La ricerca di Dio è per
il monaco un tornare a Dio (cf. Prol. 2) verificando la
propria vocazione attraverso la preghiera, l’obbedienza,
l’umiltà.
Questi tre criteri dicono
la concretezza della ricerca di Dio che si incarna nella
comunità che accoglie il candidato alla vita monastica.
Innanzitutto s. Benedetto
dà il primato alla preghiera,
cioè al rapporto con Dio, che nel monastero trova la sua
forma concreta nell’Ufficio divino, nella Lectio
divina e nella preghiera personale: è quell’attenzione
a Dio che deve prendere il cuore del monaco e portarlo alla
preghiera continua. Sempre sotto lo sguardo di Dio, il monaco
trova nell’Ufficio divino il tempo forte nella sua attvità
di fede nella consapevolezza della sua relazione con Dio.
L’obbedienza,
in tutta la tradizione monastica costituisce il patto primo e
fondamentale che unisce tra loro i membri della comunità.
All’obbedienza s.
Benedetto dedica il capitolo quinto della Regola dopo averla
posta all’inizio della Regola come senso e scopo della vita
monastica: «…perché tu possa far ritorno con la fatica
dell’obbedienza a colui dal quale ti eri allontanato con
l’inerzia della disobbedienza» (Prol. 2).
S. Benedetto ha un’idea
molto alta di questa virtù la cui grandezza è data dal
rapporto con Dio che il monaco esprime imitando Cristo il
quale con la sua obbedienza ha salvato il mondo.
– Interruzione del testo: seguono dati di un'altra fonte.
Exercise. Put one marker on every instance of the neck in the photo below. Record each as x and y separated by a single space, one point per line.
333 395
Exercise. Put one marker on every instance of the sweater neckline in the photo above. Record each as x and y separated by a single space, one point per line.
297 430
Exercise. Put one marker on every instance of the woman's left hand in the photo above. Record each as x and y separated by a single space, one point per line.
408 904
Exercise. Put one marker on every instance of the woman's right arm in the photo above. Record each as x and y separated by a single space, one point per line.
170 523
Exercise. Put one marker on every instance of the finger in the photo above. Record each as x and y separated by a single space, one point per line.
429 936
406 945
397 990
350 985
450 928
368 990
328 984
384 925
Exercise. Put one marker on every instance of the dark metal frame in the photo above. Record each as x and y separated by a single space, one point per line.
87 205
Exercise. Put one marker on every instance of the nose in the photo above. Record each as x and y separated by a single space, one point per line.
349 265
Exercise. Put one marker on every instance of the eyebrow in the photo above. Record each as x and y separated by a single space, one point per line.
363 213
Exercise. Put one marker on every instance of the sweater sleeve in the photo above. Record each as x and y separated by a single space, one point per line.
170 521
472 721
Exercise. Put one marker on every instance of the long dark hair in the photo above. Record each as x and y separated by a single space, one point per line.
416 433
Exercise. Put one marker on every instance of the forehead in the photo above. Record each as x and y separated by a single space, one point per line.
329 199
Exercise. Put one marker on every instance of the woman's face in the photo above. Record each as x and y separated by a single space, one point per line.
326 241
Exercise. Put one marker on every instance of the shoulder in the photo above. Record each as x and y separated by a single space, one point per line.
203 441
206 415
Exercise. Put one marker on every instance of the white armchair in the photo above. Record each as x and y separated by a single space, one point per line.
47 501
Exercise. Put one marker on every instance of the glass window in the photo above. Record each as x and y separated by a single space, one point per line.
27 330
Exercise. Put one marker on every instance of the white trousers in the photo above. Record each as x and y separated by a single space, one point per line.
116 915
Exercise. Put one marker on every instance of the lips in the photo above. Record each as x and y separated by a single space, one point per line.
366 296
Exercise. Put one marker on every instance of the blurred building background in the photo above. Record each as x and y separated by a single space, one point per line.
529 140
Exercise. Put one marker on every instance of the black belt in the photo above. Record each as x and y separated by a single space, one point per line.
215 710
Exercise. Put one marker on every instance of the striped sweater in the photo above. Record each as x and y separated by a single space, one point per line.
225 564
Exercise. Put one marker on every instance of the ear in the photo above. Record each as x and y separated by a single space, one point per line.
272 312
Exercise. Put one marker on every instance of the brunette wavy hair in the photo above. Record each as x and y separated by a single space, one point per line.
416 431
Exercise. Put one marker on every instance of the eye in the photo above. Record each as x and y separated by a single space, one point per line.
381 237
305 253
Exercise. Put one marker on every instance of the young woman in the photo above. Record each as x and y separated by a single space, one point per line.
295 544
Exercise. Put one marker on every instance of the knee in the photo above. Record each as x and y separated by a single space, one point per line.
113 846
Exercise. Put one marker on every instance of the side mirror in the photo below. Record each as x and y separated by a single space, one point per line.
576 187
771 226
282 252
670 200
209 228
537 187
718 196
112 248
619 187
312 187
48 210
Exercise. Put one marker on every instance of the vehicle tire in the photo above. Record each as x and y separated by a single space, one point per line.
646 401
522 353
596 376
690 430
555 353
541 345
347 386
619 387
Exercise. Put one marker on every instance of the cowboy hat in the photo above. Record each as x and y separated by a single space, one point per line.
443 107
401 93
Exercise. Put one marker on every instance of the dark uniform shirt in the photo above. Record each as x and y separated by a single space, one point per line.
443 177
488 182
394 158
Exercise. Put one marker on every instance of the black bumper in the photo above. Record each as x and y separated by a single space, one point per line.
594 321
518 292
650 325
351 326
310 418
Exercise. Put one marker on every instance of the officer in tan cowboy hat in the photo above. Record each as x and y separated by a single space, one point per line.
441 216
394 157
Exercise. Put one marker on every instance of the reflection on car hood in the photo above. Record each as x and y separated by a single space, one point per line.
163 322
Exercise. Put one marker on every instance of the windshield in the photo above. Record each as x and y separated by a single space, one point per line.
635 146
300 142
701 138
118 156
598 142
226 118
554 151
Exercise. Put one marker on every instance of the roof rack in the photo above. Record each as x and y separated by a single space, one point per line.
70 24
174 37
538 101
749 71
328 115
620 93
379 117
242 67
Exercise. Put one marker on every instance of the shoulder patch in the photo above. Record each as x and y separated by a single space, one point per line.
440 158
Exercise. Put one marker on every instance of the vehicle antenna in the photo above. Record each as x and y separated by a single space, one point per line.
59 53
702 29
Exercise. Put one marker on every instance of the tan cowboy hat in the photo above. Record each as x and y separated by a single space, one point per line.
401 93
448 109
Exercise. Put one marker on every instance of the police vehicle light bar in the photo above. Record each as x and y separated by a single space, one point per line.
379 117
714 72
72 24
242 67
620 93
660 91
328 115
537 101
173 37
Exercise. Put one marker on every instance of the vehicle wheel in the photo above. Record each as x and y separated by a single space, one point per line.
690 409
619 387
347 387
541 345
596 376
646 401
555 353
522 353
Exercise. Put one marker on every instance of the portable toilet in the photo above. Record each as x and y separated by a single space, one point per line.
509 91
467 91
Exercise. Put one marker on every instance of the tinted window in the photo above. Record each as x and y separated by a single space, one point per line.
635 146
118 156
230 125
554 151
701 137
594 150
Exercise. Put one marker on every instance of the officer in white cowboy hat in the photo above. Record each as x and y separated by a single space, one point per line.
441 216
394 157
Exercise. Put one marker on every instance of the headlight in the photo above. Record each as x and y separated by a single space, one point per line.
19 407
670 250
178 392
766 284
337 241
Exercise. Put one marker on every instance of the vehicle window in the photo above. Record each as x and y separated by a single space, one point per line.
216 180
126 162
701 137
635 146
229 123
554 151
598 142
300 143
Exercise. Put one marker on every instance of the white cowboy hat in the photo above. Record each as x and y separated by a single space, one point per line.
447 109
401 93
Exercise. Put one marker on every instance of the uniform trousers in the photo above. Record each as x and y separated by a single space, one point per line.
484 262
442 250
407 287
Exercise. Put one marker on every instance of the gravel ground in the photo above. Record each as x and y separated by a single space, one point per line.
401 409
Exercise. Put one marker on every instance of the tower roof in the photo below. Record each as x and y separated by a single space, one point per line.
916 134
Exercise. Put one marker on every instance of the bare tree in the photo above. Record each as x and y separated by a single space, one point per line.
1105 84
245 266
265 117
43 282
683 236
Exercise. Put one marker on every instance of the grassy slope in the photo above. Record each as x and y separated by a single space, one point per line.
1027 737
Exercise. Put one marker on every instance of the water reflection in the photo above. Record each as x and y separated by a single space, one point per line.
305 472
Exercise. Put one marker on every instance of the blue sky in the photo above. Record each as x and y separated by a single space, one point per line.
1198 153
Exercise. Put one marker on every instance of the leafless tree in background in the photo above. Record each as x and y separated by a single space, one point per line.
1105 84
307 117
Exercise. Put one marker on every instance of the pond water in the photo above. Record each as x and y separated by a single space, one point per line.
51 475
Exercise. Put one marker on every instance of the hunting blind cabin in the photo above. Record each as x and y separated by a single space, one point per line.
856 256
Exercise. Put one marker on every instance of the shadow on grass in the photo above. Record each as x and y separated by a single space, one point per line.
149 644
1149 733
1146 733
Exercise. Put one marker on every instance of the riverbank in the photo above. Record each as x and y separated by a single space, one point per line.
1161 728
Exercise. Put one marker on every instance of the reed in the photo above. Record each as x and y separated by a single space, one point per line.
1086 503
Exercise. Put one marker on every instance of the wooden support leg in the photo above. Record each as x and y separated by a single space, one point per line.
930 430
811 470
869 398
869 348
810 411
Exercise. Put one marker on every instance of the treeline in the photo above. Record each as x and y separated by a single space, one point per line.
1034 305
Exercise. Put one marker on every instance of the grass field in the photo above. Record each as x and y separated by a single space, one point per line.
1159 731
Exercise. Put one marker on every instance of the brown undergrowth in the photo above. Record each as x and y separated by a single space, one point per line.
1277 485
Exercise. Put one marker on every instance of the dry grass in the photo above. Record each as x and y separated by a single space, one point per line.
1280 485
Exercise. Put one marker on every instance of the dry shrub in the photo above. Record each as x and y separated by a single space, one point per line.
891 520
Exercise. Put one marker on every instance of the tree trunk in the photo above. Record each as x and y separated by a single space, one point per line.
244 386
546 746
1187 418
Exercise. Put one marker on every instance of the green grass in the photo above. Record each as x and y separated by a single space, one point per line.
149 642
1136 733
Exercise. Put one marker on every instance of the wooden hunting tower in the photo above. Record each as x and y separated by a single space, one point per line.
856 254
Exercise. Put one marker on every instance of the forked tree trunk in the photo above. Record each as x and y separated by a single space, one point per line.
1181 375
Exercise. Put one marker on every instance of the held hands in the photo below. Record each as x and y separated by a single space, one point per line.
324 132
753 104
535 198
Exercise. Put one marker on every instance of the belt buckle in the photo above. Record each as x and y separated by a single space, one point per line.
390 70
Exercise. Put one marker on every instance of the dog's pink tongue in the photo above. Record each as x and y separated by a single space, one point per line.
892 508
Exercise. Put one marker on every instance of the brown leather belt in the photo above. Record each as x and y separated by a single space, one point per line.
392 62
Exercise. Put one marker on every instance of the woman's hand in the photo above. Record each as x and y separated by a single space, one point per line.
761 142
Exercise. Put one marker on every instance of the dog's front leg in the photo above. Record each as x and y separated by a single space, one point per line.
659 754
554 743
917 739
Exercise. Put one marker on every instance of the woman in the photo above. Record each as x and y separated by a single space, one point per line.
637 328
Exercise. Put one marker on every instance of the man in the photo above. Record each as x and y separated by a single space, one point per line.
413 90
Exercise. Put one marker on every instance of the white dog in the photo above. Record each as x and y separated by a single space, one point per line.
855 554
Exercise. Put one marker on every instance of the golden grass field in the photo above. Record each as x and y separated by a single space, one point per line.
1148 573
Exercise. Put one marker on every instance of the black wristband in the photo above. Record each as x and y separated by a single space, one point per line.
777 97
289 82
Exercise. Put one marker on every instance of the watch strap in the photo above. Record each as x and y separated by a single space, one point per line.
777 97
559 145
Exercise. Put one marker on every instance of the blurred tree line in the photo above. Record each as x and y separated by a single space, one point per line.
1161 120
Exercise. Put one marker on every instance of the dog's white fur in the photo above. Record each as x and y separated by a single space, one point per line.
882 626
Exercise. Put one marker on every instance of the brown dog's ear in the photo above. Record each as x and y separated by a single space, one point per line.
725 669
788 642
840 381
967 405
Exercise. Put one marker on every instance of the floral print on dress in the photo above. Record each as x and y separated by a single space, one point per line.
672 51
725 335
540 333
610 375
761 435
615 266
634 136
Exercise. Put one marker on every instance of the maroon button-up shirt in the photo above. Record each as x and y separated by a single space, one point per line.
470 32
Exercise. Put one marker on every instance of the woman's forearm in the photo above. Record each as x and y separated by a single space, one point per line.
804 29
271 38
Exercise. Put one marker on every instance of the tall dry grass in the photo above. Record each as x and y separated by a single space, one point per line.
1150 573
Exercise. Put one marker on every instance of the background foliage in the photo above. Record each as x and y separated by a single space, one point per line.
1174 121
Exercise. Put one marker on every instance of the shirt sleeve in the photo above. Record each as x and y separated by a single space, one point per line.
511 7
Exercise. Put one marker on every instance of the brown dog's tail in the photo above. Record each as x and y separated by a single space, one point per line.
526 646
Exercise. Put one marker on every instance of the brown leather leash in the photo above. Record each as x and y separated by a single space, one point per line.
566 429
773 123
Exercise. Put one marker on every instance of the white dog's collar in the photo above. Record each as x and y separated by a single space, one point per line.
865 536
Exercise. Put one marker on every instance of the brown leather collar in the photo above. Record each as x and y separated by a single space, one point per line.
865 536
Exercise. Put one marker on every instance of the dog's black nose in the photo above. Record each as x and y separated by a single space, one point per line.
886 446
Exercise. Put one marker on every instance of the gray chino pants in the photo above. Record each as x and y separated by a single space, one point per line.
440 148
Il monaco si
pone nel cuore di questo mistero di redenzione.
Il terzo criterio di
verifica vocazionale, per s. Benedetto. è se il candidato è
disposto alle umiliazioni. E’ forse questo l’aspetto più
difficile da assumere; ma l’atteggiamento si fa
comprensibile se ricordiamo che s. Benedetto non ricerca prove
create artificiosamente per umiliare e contrariare la persona
ma sono quei lavori utili e a volte ingrati richiesti dalle
circostanze davanti a cui è richiesto di non avere pregiudizi
mondani che li fanno ritenere umilianti per la propria dignità.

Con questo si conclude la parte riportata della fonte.